Last summer, Lakefront Hospitality, operators of Lizzie McNeill’s Irish Pub, won a bid to spearhead the renovation of the Theater on the Lake. One year and $5.9 million later, the Theater is on the cusp of reopening for year-round performances, events, a comprehensive food program run by (drumroll, please) Cleetus Friedman, of City Provisions and Fountainhead fame. The crown jewel of this waterside endeavor will be a 125-seat Midwestern restaurant called, aptly, the Lakefront.
The Lakefront will not have a retail area in the vein of City Provisions or Fountainhead Market, but it will, we’re hoping, give Friedman a chance to do what he does best: connect with people through his food. Here, that translates to a culinary program that extends beyond the ritzy glass walls of the redeveloped Theater. Friedman has big plans for the adjacent lawn, too, which the Lakefront will have access to as a part of its development deal with the City. He hopes to host some private dinners, “kind of like my farm dinner series I used to do at City Provisions, but without the 12-hour time commitment and bus ride.”
On the more casual end of the spectrum, Friedman will populate his little stretch of lakefront (from Fullerton to Diversey) with food carts and the occasional beer festival.
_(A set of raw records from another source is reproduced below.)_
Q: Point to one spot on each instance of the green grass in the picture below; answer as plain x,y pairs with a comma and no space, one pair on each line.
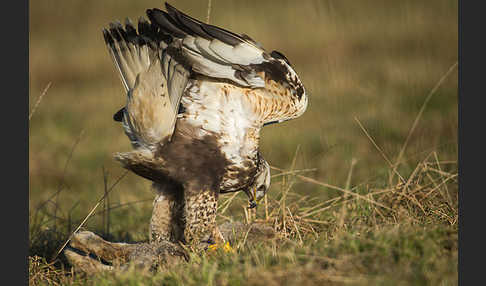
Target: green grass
373,60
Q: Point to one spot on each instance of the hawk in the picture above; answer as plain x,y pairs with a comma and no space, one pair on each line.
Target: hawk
197,97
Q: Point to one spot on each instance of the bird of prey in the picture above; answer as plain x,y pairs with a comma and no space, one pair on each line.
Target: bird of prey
197,97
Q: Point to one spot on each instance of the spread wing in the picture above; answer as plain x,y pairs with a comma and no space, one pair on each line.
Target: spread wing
213,52
154,82
156,62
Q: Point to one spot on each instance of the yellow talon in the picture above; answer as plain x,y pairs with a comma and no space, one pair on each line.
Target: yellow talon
226,247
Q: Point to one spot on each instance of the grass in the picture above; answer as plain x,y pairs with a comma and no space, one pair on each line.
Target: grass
375,74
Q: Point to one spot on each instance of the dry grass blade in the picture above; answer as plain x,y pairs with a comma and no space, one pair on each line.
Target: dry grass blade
39,100
378,148
209,12
89,214
348,183
313,181
419,115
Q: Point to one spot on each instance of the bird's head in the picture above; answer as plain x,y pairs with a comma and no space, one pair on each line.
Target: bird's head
257,190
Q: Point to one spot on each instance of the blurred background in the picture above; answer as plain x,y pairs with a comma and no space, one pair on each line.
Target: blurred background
374,60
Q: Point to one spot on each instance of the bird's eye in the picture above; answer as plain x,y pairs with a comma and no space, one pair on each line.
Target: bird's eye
279,55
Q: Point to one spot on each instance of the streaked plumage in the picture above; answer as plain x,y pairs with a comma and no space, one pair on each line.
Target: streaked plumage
198,96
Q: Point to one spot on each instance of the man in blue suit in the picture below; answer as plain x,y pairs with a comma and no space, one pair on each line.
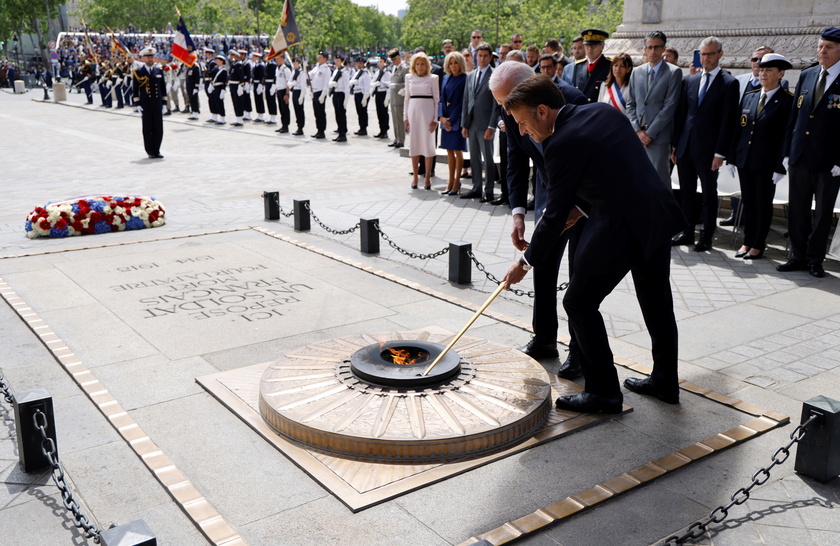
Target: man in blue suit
703,128
814,157
632,217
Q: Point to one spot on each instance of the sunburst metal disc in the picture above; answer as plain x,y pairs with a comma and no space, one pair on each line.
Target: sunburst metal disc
311,396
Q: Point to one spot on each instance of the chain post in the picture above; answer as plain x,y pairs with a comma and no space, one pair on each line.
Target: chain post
369,235
27,404
271,200
300,208
460,268
818,455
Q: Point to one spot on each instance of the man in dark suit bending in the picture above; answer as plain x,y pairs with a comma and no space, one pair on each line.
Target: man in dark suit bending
632,217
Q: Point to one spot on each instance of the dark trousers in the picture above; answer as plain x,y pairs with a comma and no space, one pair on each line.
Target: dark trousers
808,239
757,191
689,170
285,117
381,112
361,111
595,275
320,111
152,117
300,116
340,113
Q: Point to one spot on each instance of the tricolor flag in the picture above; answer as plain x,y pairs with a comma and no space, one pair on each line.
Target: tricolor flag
287,35
183,47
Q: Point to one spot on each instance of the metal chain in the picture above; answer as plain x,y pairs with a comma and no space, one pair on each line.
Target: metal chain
5,390
408,252
49,451
329,229
492,278
698,528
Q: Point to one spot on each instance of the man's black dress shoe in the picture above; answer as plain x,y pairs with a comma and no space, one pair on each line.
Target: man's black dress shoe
792,265
647,387
571,368
686,240
586,402
539,350
702,246
816,270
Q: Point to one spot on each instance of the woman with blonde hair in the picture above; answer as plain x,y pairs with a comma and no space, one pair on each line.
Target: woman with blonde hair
449,115
422,94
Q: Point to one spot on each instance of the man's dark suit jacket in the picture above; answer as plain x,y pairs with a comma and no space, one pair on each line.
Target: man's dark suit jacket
813,134
703,130
625,193
758,141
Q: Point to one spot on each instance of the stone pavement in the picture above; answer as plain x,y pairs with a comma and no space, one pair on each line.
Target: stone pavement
747,331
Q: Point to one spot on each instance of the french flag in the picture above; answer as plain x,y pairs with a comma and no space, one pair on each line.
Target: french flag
183,47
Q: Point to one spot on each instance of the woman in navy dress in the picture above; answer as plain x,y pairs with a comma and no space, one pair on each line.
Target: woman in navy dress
449,115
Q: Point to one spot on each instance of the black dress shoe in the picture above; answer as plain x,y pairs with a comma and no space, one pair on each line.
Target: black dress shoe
571,368
792,265
539,350
647,387
702,246
586,402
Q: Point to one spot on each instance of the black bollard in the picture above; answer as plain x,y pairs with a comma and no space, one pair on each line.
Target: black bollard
818,453
136,533
27,403
370,235
272,205
460,266
301,214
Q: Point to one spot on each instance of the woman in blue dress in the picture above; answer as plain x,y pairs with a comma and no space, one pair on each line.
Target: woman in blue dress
449,115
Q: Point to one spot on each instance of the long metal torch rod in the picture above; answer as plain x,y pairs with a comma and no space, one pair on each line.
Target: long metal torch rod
466,327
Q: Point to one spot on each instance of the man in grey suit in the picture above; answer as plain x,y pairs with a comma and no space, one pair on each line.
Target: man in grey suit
653,97
479,119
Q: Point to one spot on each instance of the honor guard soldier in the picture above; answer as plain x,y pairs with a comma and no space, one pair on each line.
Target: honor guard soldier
258,84
319,78
591,71
218,86
361,95
271,90
237,86
297,84
149,94
379,88
339,90
282,79
193,83
246,97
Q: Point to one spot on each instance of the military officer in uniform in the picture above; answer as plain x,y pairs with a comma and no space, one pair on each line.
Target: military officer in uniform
319,78
591,71
814,157
149,94
361,95
757,151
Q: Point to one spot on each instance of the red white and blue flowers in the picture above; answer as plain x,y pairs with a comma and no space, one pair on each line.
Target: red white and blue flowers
100,214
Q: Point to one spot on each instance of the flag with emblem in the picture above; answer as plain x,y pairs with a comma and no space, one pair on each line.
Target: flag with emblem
183,47
287,35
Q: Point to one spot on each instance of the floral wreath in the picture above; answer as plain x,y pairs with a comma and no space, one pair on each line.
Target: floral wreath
100,214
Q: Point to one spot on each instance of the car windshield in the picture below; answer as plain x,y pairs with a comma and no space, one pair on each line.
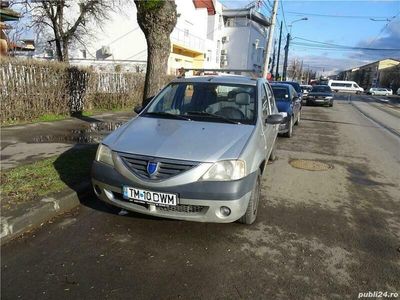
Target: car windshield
321,89
281,93
209,102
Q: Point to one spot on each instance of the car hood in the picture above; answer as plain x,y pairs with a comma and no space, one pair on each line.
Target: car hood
180,139
283,106
320,94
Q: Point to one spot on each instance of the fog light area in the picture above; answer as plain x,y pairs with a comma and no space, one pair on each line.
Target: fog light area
225,211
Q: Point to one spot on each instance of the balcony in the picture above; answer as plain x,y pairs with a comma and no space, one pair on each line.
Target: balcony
188,40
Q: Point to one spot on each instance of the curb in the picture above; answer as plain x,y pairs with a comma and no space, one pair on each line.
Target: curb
46,209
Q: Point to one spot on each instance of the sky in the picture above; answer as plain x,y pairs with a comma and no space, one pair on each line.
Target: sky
359,23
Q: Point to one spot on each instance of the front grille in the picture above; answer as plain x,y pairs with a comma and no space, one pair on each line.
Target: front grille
166,167
182,208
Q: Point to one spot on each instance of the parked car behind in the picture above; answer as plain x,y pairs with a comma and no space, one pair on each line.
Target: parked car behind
378,92
196,152
289,105
320,94
296,87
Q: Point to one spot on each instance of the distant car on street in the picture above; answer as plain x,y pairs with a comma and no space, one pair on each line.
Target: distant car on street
345,86
379,92
320,94
305,89
289,105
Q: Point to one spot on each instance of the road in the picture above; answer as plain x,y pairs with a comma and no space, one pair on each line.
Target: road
331,234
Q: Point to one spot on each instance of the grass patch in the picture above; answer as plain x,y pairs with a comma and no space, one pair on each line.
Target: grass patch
45,177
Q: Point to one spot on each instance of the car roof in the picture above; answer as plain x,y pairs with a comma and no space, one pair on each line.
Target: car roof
286,85
223,79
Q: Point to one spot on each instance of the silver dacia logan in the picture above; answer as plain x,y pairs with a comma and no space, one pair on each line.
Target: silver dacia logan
196,152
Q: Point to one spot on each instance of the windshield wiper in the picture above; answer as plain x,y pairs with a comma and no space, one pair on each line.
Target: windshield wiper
169,115
203,113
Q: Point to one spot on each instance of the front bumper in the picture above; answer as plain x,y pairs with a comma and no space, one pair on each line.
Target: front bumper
319,101
198,201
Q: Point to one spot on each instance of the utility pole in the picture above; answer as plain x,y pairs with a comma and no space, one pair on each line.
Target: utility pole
273,59
279,54
286,57
270,38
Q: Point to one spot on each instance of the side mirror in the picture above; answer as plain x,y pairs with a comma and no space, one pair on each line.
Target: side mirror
274,119
147,101
138,109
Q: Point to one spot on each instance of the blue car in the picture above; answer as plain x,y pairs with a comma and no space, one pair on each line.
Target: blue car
289,105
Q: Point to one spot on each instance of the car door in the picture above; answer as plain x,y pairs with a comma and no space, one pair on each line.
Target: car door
270,131
296,103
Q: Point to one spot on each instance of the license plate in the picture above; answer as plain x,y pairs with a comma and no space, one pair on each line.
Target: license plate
144,196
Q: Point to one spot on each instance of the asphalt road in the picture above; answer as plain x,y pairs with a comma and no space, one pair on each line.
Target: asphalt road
320,234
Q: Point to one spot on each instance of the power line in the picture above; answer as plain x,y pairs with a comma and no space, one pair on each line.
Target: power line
339,47
383,28
337,16
331,45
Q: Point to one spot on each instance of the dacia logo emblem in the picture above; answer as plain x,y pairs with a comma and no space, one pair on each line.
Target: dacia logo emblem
152,168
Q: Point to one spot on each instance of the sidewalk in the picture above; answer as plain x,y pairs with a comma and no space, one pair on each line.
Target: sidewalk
22,145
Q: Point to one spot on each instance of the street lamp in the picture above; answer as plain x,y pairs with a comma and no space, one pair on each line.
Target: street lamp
287,46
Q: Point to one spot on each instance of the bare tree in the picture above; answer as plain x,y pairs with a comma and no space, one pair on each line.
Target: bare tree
157,19
68,27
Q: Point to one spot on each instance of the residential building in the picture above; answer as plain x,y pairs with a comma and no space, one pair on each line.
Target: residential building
244,41
122,43
369,75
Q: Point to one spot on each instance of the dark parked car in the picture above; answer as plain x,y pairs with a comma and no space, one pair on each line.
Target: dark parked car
296,87
320,94
289,105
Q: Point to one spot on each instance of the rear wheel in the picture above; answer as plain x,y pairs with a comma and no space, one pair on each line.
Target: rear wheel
290,128
252,208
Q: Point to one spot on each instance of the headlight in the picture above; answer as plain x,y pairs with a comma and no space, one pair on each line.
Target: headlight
104,155
225,170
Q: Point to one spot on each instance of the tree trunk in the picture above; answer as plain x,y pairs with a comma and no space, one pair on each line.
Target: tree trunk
157,19
158,50
65,51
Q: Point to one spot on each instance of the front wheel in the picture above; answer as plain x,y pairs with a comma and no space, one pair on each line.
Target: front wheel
252,208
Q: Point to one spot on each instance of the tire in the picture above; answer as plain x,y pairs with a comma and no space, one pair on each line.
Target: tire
298,118
272,156
289,134
252,208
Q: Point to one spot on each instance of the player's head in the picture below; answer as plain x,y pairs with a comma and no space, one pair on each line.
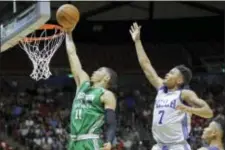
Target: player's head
106,77
215,130
178,77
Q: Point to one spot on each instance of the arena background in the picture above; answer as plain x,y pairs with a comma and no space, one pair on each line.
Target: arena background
190,33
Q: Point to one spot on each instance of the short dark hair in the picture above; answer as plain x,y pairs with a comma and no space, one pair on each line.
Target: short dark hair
186,73
113,79
220,119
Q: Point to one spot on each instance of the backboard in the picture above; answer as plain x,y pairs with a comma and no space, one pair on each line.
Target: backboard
25,17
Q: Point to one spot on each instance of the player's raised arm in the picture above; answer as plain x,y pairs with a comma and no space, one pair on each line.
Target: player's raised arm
200,107
109,101
76,68
143,59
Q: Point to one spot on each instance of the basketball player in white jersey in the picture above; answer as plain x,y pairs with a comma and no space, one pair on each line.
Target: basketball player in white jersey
214,134
171,118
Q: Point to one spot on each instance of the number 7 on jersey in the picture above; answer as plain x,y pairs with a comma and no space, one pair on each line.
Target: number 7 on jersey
161,112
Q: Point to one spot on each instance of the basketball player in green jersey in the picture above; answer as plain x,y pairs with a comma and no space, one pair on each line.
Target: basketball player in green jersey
93,106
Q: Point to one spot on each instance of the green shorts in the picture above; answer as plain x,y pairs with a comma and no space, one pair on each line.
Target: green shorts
89,144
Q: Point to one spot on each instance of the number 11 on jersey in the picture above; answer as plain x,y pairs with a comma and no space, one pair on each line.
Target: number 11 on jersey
78,114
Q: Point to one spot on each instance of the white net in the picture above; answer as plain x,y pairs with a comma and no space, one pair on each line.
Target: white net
41,50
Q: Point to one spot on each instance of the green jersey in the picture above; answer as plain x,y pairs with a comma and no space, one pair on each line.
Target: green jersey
87,115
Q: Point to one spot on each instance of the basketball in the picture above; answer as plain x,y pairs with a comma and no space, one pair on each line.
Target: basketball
67,16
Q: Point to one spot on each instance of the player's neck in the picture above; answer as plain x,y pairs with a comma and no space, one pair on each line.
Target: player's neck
172,89
98,85
217,143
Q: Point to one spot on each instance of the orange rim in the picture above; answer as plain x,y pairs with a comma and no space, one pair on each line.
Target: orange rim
45,27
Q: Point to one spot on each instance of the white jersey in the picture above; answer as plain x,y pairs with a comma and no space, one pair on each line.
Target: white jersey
170,125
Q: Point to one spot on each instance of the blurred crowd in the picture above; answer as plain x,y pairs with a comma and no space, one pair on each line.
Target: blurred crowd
38,117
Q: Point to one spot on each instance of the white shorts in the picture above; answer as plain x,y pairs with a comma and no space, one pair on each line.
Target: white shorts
183,146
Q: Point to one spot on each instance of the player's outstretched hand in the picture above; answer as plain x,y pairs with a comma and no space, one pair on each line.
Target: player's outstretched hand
107,146
135,31
203,148
184,108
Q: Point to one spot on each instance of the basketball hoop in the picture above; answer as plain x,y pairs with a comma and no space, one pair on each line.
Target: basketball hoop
40,47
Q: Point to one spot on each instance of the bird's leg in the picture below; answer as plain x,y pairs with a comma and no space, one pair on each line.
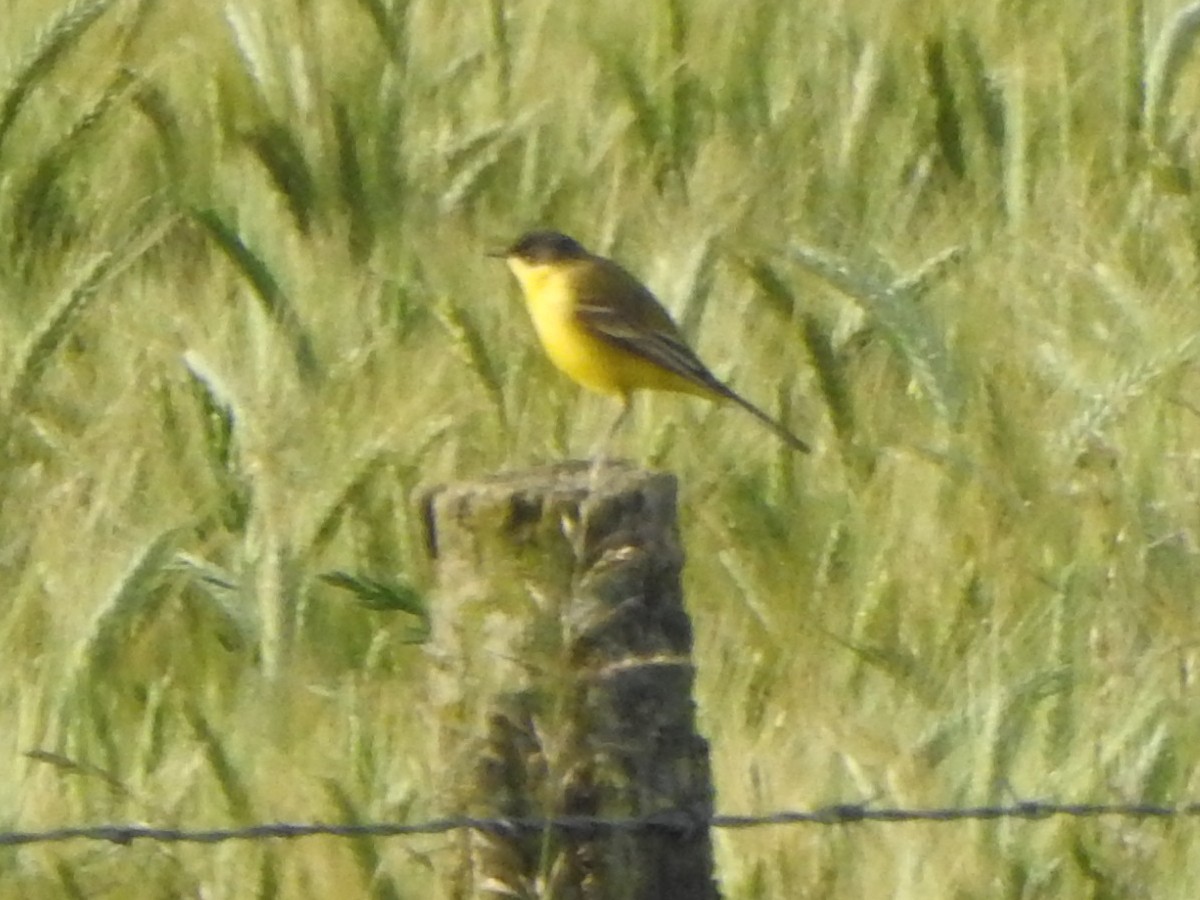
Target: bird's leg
600,453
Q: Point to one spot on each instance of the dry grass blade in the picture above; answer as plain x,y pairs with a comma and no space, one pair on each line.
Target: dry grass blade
355,197
226,771
831,376
1109,405
1165,64
267,288
894,309
43,215
53,330
947,121
55,41
135,597
280,153
220,417
471,345
371,864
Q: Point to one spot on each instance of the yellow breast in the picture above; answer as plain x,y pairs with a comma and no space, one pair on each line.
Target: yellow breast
551,299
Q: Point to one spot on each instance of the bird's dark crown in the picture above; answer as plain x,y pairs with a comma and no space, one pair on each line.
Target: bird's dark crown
545,247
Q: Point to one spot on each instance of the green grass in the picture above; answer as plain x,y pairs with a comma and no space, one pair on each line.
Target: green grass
245,316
For those raring to enjoy Friedman’s food al fresco, the Lakefront is previewing its concessions carts this weekend, with hot dogs, hamburgers, chicken sandwiches, and tacos for all your Memorial Day cravings.
As for the menu proper, expect a mix of Friedman’s greatest hits—like chicken-fried chicken and whiskey bacon—alongside new concepts. “I’m itching to change it up and do some different things,” says Friedman, like buffalo falafel with smoked garbanzo beans and a salad-centric reinvention of his signature smoked hummus.
Friedman is equally pumped about the event potential of the theater’s space. If you’ve ever dreamed of tying the knot with a custom Cleetus Friedman menu, your chance is finally here: The building’s new design is modular, and can be broken down into a variety of arrangements. Parties can buy out one area of the building, or the whole shebang, for galas, private dinners, and weddings.
Friedman’s excitement is palpable—“It’s a perfect fit, everything I’ve done in my career under one roof!”—but he’ll have to hold his horses for now: The Lakefront, and the Theater by the Lake, will officially open for dinner in the late summer, with brunch coming sometime after that.